To find out which model is best out of 2, I need to see the mean of MAE of both.

mean(mul_reg_model$mae)
## [1] 2.898502
mean(ran_for_model$mae)
## [1] 3.961781

Here, it seems MAE of my Multiple Linear Regression is lower and I can call this as best model of 2. Now lets use this model into my final test set.

Predict on test set

best_model <- lm(lifeExp~., data = training_data)

actual_test_score <-testing_data$lifeExp

predicted_test_score <- predict(best_model, testing_data)

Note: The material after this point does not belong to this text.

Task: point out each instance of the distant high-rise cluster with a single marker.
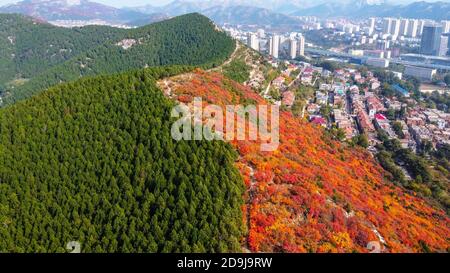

testing_mae <- mae(actual_test_score, predicted_test_score) 

testing_mae
## [1] 2.616323

This value is called Model Test Performance Value.

Conclusion

The method defined above to do analysis is one of the classic ways of doing Machine Learning. There are many aspects which I have overlooked to simplify the process. For example I used basic models with no hyper parameter tuning. A lot can be achieved by employing this method, which I didn’t. There are sophisticated ways of doing Cross Validation like k-fold cross validation, which can further help to create better model. Similarly, I have heavily over-estimated other statistical values like adusted r.square, p-values.